Check out our latest analysis for Nichirin

Dividend Volatility

Although the company has a long dividend history, it has been cut at least once in the last 10 years. Since 2015, the dividend has gone from ¥13.99 total annually to ¥176.00. This means that it has been growing its distributions at 29% per annum over that time. Nichirin has grown distributions at a rapid rate despite cutting the dividend at least once in the past. Companies that cut once often cut again, so we would be cautious about buying this stock solely for the dividend income.

The Dividend Looks Likely To Grow

With a relatively unstable dividend, it's even more important to see if earnings per share is growing. We are encouraged to see that Nichirin has grown earnings per share at 20% per year over the past five years. With a decent amount of growth and a low payout ratio, we think this bodes well for Nichirin's prospects of growing its dividend payments in the future.
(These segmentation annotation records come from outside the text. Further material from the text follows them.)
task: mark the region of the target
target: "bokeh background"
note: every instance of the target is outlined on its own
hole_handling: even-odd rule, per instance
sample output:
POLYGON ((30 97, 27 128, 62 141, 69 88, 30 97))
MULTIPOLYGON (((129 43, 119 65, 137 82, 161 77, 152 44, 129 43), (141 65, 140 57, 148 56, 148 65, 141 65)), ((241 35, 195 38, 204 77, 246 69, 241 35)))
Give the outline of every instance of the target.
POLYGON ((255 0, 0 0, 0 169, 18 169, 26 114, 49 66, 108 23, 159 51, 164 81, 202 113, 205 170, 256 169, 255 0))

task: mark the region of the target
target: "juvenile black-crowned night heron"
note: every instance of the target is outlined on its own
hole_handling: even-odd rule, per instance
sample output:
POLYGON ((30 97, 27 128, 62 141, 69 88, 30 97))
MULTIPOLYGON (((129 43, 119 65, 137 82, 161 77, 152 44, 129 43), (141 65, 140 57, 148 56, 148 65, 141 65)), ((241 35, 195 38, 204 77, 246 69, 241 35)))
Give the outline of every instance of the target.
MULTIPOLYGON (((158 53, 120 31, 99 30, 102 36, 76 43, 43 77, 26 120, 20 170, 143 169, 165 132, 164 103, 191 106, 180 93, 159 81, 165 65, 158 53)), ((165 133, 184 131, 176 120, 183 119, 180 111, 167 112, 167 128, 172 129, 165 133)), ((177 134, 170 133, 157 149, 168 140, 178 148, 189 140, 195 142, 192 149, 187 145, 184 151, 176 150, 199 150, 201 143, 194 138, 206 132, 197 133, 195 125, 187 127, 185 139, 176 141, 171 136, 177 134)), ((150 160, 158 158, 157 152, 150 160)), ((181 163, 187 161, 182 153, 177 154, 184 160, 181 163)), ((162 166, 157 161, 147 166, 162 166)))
Nichirin Looks Like A Great Dividend Stock

Overall, we think this could be an attractive income stock, and it is only getting better by paying a higher dividend this year. The company is easily earning enough to cover its dividend payments and it is great to see that these earnings are being translated into cash flow. Taking this all into consideration, this looks like it could be a good dividend opportunity.

Investors generally tend to favour companies with a consistent, stable dividend policy as opposed to those operating an irregular one. Still, investors need to consider a host of other factors, apart from dividend payments, when analysing a company. For example, we've picked out 1 warning sign for Nichirin that investors should know about before committing capital to this stock. If you are a dividend investor, you might also want to look at our curated list of high yield dividend stocks.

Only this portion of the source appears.